To perform a parallel Scan, each application worker issues its own Scan request with the following parameters:

  • Segment: The segment to be scanned by a specific application worker. Each worker should use a different value for Segment.
  • TotalSegments: The total number of segments for the parallel scan. This value must be the same as the number of workers that your application will use.

Review the following code block for the parallel scan, which is from the file scan_logfile_parallel.py.

  fe = "responsecode <> :f"
  eav = {":f": 200}
  response = table.scan(
    FilterExpression=fe,
    ExpressionAttributeValues=eav,
    Limit=pageSize,
    TotalSegments=totalsegments,
    Segment=threadsegment,
    ProjectionExpression='bytessent'
    )

After the first scan, you can continue scanning the table until LastEvaluatedKey equals null.

  while 'LastEvaluatedKey' in response:
    response = table.scan(
        FilterExpression=fe,
        ExpressionAttributeValues=eav,
        Limit=pageSize,
        TotalSegments=totalsegments,
        Segment=threadsegment,
        ExclusiveStartKey=response['LastEvaluatedKey'],
        ProjectionExpression='bytessent')
    for i in response['Items']:
        totalbytessent += i['bytessent']

To run this code, execute the following AWS CLI command.

python scan_logfile_parallel.py logfile_scan 2

Parameters:

  1. Table name: logfile_scan
  2. Number of threads: 2 (this is number of threads to be executed in parallel, which will be used for the number of segments as well).

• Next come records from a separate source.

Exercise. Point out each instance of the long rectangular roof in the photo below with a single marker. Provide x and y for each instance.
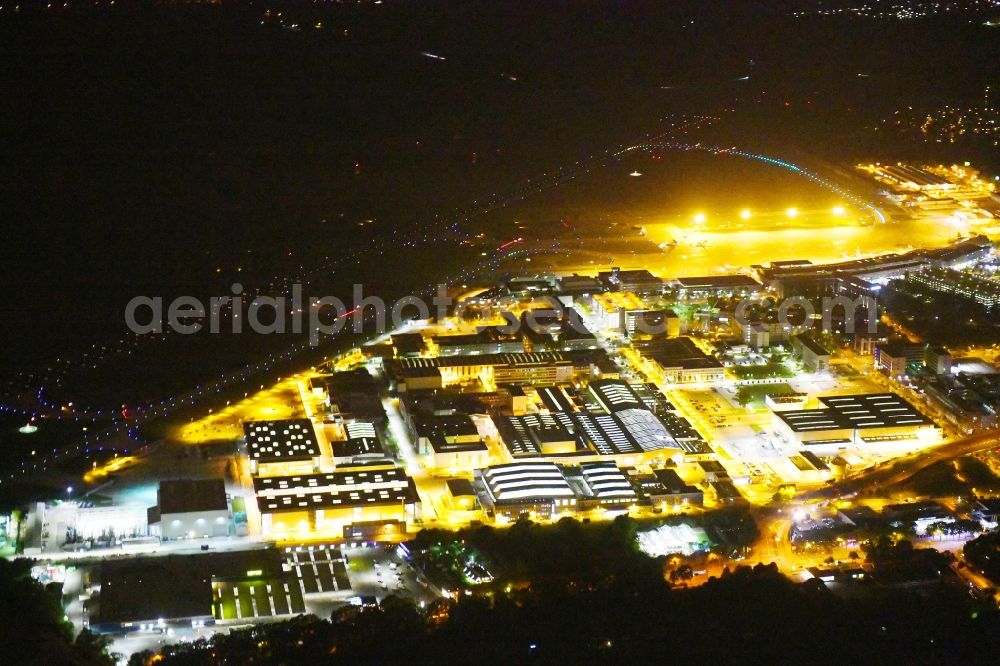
(875, 410)
(607, 481)
(283, 440)
(526, 481)
(356, 488)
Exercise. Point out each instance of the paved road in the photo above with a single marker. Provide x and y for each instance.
(903, 469)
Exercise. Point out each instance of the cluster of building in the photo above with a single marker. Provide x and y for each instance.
(934, 190)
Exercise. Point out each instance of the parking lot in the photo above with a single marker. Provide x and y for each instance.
(318, 568)
(380, 572)
(249, 600)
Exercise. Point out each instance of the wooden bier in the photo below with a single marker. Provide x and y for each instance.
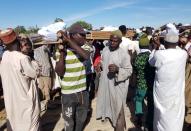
(94, 35)
(105, 35)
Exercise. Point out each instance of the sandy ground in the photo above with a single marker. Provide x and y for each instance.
(51, 120)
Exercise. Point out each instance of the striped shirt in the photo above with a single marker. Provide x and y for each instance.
(74, 79)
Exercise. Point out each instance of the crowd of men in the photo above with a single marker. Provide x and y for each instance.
(157, 64)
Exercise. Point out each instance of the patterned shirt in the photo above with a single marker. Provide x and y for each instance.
(41, 55)
(74, 79)
(144, 72)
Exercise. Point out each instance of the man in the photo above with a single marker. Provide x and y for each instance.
(188, 89)
(41, 55)
(128, 45)
(169, 84)
(114, 81)
(145, 79)
(19, 86)
(70, 67)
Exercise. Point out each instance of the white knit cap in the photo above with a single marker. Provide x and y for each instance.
(172, 34)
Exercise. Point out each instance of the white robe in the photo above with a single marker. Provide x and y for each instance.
(112, 93)
(20, 92)
(168, 91)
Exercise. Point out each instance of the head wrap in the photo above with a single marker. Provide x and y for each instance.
(8, 36)
(117, 33)
(144, 40)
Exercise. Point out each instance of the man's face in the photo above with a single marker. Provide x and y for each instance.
(79, 39)
(26, 48)
(115, 41)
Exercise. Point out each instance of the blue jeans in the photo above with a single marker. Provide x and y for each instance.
(75, 110)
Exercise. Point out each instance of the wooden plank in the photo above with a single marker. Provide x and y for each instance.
(105, 35)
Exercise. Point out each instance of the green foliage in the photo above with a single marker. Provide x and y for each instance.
(84, 24)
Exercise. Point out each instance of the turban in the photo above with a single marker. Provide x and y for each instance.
(144, 40)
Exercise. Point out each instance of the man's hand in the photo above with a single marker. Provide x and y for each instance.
(113, 68)
(156, 42)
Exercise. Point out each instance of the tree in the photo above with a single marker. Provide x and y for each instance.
(84, 24)
(20, 29)
(58, 20)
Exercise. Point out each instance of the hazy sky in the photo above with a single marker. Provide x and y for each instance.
(133, 13)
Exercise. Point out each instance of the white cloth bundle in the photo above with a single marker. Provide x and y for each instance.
(49, 32)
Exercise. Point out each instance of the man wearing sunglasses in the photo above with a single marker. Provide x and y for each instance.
(71, 69)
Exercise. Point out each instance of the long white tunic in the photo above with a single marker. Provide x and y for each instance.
(112, 92)
(20, 92)
(168, 91)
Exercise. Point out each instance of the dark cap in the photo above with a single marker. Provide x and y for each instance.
(76, 28)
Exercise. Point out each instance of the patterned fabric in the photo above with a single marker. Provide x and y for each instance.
(74, 79)
(144, 72)
(41, 55)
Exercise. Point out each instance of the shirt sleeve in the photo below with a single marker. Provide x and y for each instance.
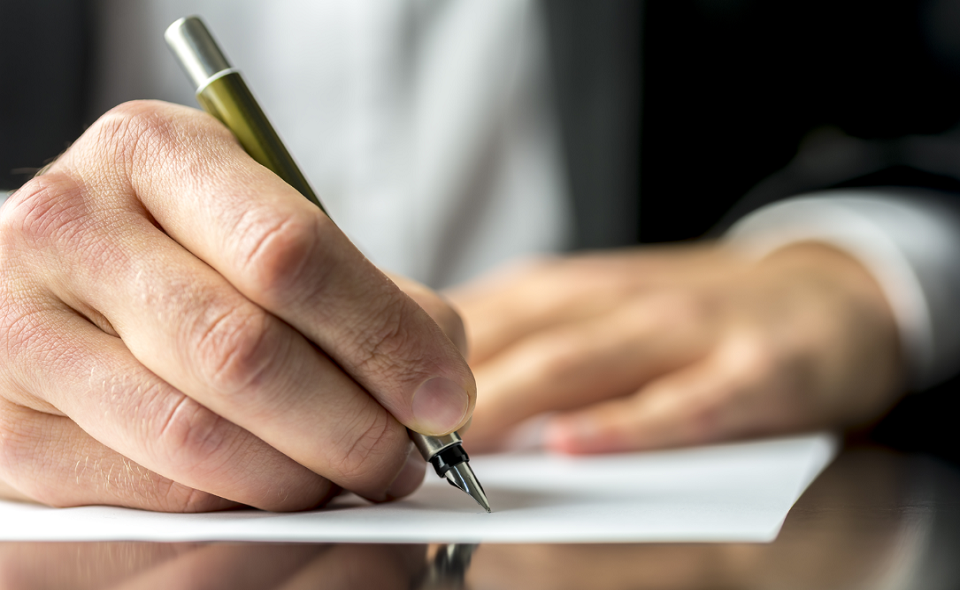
(909, 239)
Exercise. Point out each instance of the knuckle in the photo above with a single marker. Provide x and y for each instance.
(552, 361)
(178, 498)
(375, 441)
(195, 439)
(22, 332)
(276, 250)
(387, 340)
(43, 210)
(130, 131)
(236, 348)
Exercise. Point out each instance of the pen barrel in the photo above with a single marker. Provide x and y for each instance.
(228, 98)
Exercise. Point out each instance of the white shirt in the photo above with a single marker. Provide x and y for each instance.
(427, 130)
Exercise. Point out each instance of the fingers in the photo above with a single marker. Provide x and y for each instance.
(49, 459)
(88, 231)
(536, 295)
(579, 364)
(92, 378)
(284, 255)
(193, 330)
(437, 308)
(738, 391)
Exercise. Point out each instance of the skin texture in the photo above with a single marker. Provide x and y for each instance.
(182, 331)
(664, 347)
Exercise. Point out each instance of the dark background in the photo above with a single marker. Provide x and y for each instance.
(671, 111)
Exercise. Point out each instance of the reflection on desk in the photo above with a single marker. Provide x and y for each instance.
(874, 519)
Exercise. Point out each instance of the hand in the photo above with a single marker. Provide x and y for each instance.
(180, 330)
(648, 348)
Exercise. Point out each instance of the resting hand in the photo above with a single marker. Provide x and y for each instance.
(180, 330)
(651, 348)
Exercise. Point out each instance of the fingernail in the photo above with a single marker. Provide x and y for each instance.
(410, 476)
(439, 405)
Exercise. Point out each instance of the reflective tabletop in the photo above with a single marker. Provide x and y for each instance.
(873, 519)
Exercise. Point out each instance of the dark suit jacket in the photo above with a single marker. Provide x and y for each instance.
(740, 103)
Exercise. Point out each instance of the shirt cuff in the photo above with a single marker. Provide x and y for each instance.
(909, 239)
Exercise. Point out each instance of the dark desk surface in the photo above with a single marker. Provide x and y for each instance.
(874, 519)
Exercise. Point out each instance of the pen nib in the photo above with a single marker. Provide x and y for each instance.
(462, 477)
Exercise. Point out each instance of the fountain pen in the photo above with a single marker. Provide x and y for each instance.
(223, 93)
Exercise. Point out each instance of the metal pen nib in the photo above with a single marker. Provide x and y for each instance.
(450, 461)
(461, 476)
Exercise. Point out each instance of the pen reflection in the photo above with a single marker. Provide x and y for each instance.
(873, 519)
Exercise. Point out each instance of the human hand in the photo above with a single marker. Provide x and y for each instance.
(182, 331)
(648, 348)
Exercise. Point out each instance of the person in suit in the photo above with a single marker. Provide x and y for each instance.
(163, 340)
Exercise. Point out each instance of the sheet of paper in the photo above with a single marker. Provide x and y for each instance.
(733, 492)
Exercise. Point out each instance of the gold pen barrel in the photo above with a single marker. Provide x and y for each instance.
(222, 92)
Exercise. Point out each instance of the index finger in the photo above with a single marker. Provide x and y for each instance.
(285, 255)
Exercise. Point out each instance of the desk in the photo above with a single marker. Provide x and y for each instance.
(874, 519)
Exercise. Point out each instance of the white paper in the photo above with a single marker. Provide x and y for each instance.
(733, 492)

The output will look like the following.

Scanning 1 million rows of the `logfile_scan` table to get the total of bytes sent

Total bytessent 6054250 in 8.544446229934692 seconds

The execution time using a parallel scan will be shorter than the execution time for a sequential scan. The difference in execution time will be even more exaggerated for larger tables.

Summary

In this exercise, we have demonstrated use of two methods of DynamoDB table scanning: sequential and parallel, to read items from a table or secondary index. Use Scan sparingly because it can consume large amounts of capacity resources. Sometimes a Scan is appropriate (such as scanning a small table) or unavoidable (such as performing a bulk export of data). However, as a general rule, you should design your applications to avoid performing scans.